「浮かない顔してるな。」

「景ちゃん・・・。」



あっと言う間に景ちゃんの言っていた期限になってしまった。勿論1人でやってきた。
あれから私は何だか上の空だった。胸の痛みは治らず、かさぶたすらならない。ズキズキと傷口が膿んでいくだけ。



「彼氏は・・・・来てねぇみたいだな。」

「・・・・1人だよ。」
「ふっ、どうやら彼氏探しがうまくいかなかったみてぇだな。」



ぎく。
相変わらず景ちゃんは痛い所ついてくる。小さい頃から洞察力というかそういうものに景ちゃんは鋭い。
ソファーに座った景ちゃんは私が淹れた紅茶のカップに口をつける。



「そんなお前に朗報だ。
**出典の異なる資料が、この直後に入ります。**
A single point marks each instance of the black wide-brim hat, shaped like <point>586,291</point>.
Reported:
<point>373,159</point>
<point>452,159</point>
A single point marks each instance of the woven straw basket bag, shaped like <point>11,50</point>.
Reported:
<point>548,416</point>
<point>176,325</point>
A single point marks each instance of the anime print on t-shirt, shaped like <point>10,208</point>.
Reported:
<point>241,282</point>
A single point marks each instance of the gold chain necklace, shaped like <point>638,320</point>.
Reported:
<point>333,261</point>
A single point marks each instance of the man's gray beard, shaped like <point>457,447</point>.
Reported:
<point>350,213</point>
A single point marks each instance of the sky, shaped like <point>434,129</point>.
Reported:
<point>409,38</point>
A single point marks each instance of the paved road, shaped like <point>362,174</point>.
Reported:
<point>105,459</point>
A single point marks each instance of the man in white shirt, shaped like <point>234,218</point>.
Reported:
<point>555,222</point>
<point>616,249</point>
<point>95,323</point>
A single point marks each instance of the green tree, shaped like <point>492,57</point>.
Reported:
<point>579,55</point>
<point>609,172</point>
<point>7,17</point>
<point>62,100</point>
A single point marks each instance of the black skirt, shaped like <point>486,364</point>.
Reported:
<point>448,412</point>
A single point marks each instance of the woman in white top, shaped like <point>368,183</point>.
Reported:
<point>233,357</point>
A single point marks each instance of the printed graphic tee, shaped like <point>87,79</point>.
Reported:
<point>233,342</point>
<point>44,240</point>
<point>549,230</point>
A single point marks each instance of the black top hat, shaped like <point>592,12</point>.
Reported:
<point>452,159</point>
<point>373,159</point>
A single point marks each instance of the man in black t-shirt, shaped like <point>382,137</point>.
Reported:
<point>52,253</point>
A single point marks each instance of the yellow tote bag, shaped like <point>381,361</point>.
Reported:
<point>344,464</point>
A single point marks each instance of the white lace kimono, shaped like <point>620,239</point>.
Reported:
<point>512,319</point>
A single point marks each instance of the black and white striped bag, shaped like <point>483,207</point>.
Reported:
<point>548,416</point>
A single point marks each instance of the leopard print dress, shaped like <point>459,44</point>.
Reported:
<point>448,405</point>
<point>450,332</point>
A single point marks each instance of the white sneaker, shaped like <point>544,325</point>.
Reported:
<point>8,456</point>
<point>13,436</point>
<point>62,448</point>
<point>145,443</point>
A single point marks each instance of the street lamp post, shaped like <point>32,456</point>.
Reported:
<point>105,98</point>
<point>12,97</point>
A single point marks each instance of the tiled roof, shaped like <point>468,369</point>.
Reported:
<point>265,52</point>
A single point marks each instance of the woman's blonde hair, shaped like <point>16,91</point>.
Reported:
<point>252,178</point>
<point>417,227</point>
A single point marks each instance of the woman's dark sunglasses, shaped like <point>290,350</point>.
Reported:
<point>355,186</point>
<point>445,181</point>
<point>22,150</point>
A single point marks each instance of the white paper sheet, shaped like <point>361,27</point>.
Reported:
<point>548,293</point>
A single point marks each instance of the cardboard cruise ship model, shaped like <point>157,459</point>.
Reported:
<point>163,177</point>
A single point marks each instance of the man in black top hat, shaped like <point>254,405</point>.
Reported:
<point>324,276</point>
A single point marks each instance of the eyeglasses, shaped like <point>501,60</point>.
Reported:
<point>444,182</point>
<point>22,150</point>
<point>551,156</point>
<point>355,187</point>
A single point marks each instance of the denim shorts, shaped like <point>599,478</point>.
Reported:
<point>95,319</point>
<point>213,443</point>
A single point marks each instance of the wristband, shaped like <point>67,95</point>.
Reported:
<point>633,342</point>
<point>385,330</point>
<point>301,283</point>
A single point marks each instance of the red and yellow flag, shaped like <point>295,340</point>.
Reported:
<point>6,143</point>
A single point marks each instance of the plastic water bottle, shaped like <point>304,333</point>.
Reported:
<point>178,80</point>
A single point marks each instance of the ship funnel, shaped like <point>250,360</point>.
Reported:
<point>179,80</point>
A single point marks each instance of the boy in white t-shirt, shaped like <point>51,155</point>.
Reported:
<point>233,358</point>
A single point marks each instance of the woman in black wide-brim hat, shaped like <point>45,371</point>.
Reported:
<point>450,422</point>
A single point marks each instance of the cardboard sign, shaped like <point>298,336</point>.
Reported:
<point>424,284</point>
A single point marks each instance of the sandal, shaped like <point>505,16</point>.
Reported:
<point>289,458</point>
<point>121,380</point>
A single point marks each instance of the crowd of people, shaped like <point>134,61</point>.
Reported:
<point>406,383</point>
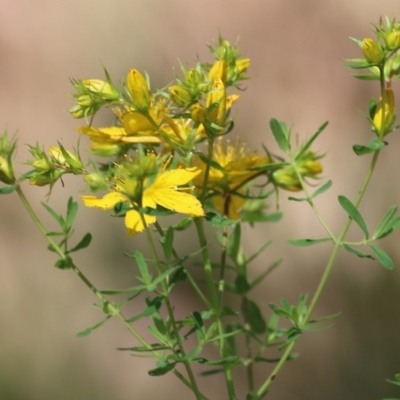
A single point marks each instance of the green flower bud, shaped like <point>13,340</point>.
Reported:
<point>393,40</point>
<point>198,113</point>
<point>372,51</point>
<point>179,95</point>
<point>138,89</point>
<point>96,181</point>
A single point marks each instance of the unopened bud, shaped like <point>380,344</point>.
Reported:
<point>393,40</point>
<point>138,89</point>
<point>372,52</point>
<point>198,113</point>
<point>179,95</point>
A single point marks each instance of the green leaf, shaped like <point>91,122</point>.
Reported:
<point>85,241</point>
<point>7,189</point>
<point>179,276</point>
<point>353,213</point>
<point>142,264</point>
<point>373,145</point>
<point>89,330</point>
<point>209,161</point>
<point>280,135</point>
<point>254,316</point>
<point>72,210</point>
<point>182,224</point>
<point>357,253</point>
<point>63,263</point>
<point>165,368</point>
<point>57,217</point>
<point>218,221</point>
<point>388,224</point>
<point>310,141</point>
<point>322,189</point>
<point>233,246</point>
<point>382,256</point>
<point>167,243</point>
<point>307,242</point>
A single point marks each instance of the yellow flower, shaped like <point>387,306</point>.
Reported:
<point>138,89</point>
<point>161,191</point>
<point>236,163</point>
<point>216,103</point>
<point>387,117</point>
<point>102,88</point>
<point>218,71</point>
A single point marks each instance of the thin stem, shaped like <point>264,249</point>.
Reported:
<point>170,311</point>
<point>214,300</point>
<point>328,269</point>
<point>112,308</point>
<point>191,279</point>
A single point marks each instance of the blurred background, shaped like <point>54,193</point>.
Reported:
<point>296,49</point>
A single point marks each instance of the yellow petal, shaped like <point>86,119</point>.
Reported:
<point>105,203</point>
<point>134,222</point>
<point>177,201</point>
<point>175,177</point>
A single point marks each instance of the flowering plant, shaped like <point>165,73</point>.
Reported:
<point>168,154</point>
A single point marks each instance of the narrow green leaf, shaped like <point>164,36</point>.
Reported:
<point>357,253</point>
<point>373,145</point>
<point>85,241</point>
<point>7,189</point>
<point>72,210</point>
<point>57,217</point>
<point>280,135</point>
<point>89,330</point>
<point>182,224</point>
<point>218,221</point>
<point>388,224</point>
<point>209,161</point>
<point>310,141</point>
<point>142,264</point>
<point>382,256</point>
<point>254,316</point>
<point>307,242</point>
<point>233,246</point>
<point>322,189</point>
<point>353,213</point>
<point>167,243</point>
<point>162,370</point>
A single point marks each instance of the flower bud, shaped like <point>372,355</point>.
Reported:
<point>241,66</point>
<point>138,89</point>
<point>42,164</point>
<point>192,78</point>
<point>96,181</point>
<point>372,52</point>
<point>106,149</point>
<point>101,88</point>
<point>386,117</point>
<point>6,171</point>
<point>393,40</point>
<point>64,158</point>
<point>216,103</point>
<point>198,113</point>
<point>179,95</point>
<point>287,179</point>
<point>218,71</point>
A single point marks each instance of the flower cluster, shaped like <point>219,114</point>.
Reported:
<point>382,60</point>
<point>166,151</point>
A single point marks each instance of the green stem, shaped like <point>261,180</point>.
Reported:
<point>171,315</point>
<point>322,283</point>
<point>112,308</point>
<point>189,276</point>
<point>214,301</point>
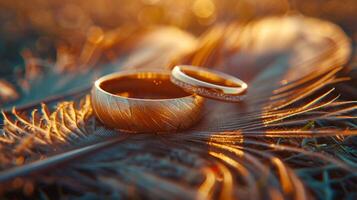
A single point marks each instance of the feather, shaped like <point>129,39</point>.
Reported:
<point>275,144</point>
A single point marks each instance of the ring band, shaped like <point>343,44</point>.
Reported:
<point>208,83</point>
<point>137,102</point>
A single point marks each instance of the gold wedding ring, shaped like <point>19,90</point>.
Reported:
<point>208,83</point>
<point>137,102</point>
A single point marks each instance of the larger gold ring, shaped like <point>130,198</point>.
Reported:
<point>134,101</point>
<point>208,83</point>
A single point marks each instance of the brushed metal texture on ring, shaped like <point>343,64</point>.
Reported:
<point>140,102</point>
<point>208,83</point>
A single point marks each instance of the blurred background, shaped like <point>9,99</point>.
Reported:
<point>59,28</point>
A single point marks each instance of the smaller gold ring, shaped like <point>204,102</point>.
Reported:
<point>208,83</point>
<point>144,101</point>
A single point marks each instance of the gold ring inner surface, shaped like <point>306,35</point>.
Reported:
<point>145,85</point>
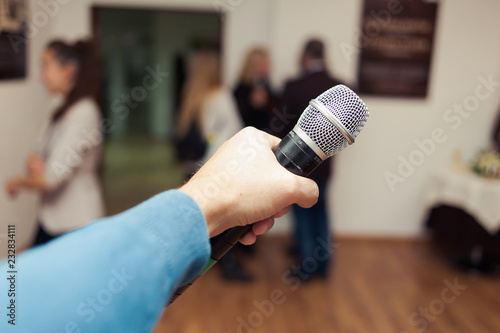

」

「朗報?」

「あぁ。」



長い足を組みかえると、目を閉じる。



「見合いは破談になった。」

「え?」



その言葉に思わず固まると、景ちゃんは私を横目に見ながら続ける。



「先方から連絡があった。見合いの話はなかった事にしてくれと。」

「じゃあ・・・。」

「あぁ、お前の見合いの話はなしだ。」
「・・・・・。」

「何だ、もっと喜ぶと思ってたのに違うのか。」



景ちゃんはそう言ってまたカップに口を付ける。
あれから鳳さんに電話したが「現在使われていません」のアナウンス。残ったのは綺麗な字の小切手と、靴連れの痛みだけだ。
破談になったのに素直に喜べないのは、複雑なこの心のせいだ。



「ふっ、失恋でもしたか?」

「ち、違うよ!」

「だったら何でんな顔してんだよ。」



景ちゃんはそう言うと私のカップを置いて私の頭を乱暴に撫でた。
いつも、小さい頃から私が泣きそうになっていると必ずこうやって頭を撫でる。



「俺が知らないとでも思ってんのか?」

「・・・・。」

「小さい頃から泣くのが下手だよな、お前。」

「うっ・・・・。」



景ちゃんのそれが合図のように、涙が溢れ出した。いつも私は景ちゃんの前で泣いている気がする。
景ちゃんは黙ってそんな私を見つめながら、どこからか取り出したタオルを私の顔に押し付けた。


「・・・苦しい。」

「ひでぇ顔だ。」

「うっさい、悪かったね元からだよ。」

「はははっ、らしくなってきたじゃねーか碧。」



高笑いした景ちゃんは私の頭をぽんぽんと叩いて立ち上がった。



「今日は泊まってけ。んな顔じゃ帰れねぇだろ。」

「景ちゃん。」

「あーん?」

「・・・・ありがとう。」

「・・・今回に関しては俺にも非があるからな。」



そう言って背中を向けた景ちゃんは、そのまま部屋を出て行った。
ドアが閉まる音を聞いてタオルで顔を拭うと、鞄から封筒を取り出す。少しよれている封筒の中からあの小切手を取り出した。それを見てあの日去っていく彼の背中を思い出した。



「・・・・・さようなら。」



小さく私もつぶやいて、小切手をびりびりと破いた。